Ligging van de sluis
Behalve dan de vliet, de molens en de kade was er vroeger nog een markant punt dat herinnerde aan deze watergang. Dat punt werd gevormd door de doorgang van het water door de Lingedijk. Deze doorgang bevond zich op Leerdams gebied en wel op Klein-Oosterwijk oostelijk van de stoep van de Koenderseweg. Dicht bij de grens, dus van Groot en Klein-Oosterwijk, zal wel een grenspaal hebben gestaan en misschien zelfs een slagboom, zoals dat vroeger op grenzen wel meer voorkwam. Zo’n waterdoorgang door de dijk met een sluis daarin was natuurlijk voor de polder, die in dit geval ver daarvan verwijderd was, van groot belang. Hier kon men het sluismateriaal opslaan. Bovendien moest de sluis op gezette tijden bediend worden. Het is ook niet verwonderlijk dat op zo’n sluis een huisje met een schuurtje werd gebouwd om de beschikking te hebben over materiaal en mankracht. Zoals hierna zal blijken, is de sluis niet spoedig na het verdwijnen van de molens verwijderd. Op de sluis van de polder Middelkoop stond éénmaal ook een dergelijk huisje. Helaas is voorzover bekend van sluis en huisje geen afbeelding voorhanden. Vergelijkbare objecten zijn in de omgeving niet gemakkelijk te vinden. Gelukkig is er in de buurt nog een voorbeeld van iets dergelijks te vinden, namelijk de Boutensteinse sluis aan de Lingedijk tussen Rumpt en Gellicum. Een mooi voorbeeld van een oude sluis met oude gebouwen op en bij de sluis. Deze sluis vormde een belangrijk punt in de afwatering ter plaatse doch tevens was zij een schakel in de vaarweg tussen Culemborg en Zaltbommel via de Bisschopsgraaf en de Linge. Vermoedelijk was de Laageindse sluis kleiner, daar zij alleen voor de afwatering zal zijn gebruikt.

Eigenaren van het huis
Zo’n sluisje met daarop een huis was dikwijls het middelpunt van de directe omgeving, vooral als het tevens op de grens van twee gebieden was gelegen. Niet zelden werd er dan ook een borrel geschonken voor de gaande en de komende man. Van een herberg zal gezien de grootte wel geen sprake zijn geweest. Misschien was het een zogenaamde stille knip.

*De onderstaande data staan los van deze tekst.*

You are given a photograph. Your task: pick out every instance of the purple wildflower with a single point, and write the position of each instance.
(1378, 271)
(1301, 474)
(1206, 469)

Soms kon een sluis de oorsprong zijn van een permanente bewoning eromheen. Dit kan men uit de naam afleiden, zoals bij Maasluis afkomstig van Maaslandssluis en hoeveel “Versluizen” zijn er niet in de omgeving?
Op 6 juni 1623 werd reeds melding gemaakt van een huisje op de sluis. Het polderbestuur van Middelkoop stelt dan de voorwaarden vast waarop Jacob Sybrandtsen het door hem gekochte huis op de sluis onder Oosterwijk mag bewonen. Het ligt voor de hand dat het bestuur het huis aan hem had verkocht, misschien met het oog op het naderende einde van de afwatering per plaatse. Eigenaardig is het daarom, dat op 5 juni 1665 Claes Jacobsz Vermeulen te Oosterwijk het bewuste huis weer aan het polderbestuur verkoopt. Uitdrukkelijk staat in voorgaande verkopen vermeld, dat het om het huis gaat en niet om de sluis. De laatste was dus nog in het bezit van de polder. Van het huis werd toen vermeld, dat het aan de binnenzijde van de dijk was gelegen. Sindsdien is het waarschijnlijk in particuliere handen gebleven, althans verschillende latere eigendomsover-drachten wijzen daarop. In 1677 is Adriaen Roelants, eigenaar van de buitendijks gelegen boerderij “De Bouwing”, betrokken bij de verkoop van het huis. Na 1670 waren achtereenvolgens eigenaar van het huis: Jacob Bouwensz, wiens zoon in 1705 de achternaam “van der Ka” draagt (zo genoemd naar de Laageindse kade, die oostelijk van de vliet liep), Hendrick Samuelsz, Saartjen Dircks, weduwe van Dirck Jacobsz, die het weer aan Hensdrick Samuelsz overdeed. Daarna Gijsbert Gerritsz, Bouwen Jacobsz, Gijsbert Cornelisz Coyman alias de Leeuw en in 1693 Teunis Petersz. In 1713 is er sprake van Jan Cornelisz van het sluiske. In 1741 dempte Walig Janse Verdugt, die op de Berendrecht (De Bouwing) woonde, de vliet vermoedelijk buitendijks. Daardoor verkreeg hij de gedempte vliet in eigendom. Ook mocht hij met toestemming van het polderbestuur de oude sluis in de dijk opruimen, echter alles op zijn kosten. Al deze werken kunnen een gevolg zijn geweest van de dijkbreuk op Klein-Oosterwijk in januari van het jaar 1741. Het is niet bekend of het huis daar toen nog stond.Wel bekende dit het definitieve einde van een vastgelopen afwatering.

Bronnen:
Rechterlijk Archief Leerdam.
Polderarchieven van de Vijfheeren-landen.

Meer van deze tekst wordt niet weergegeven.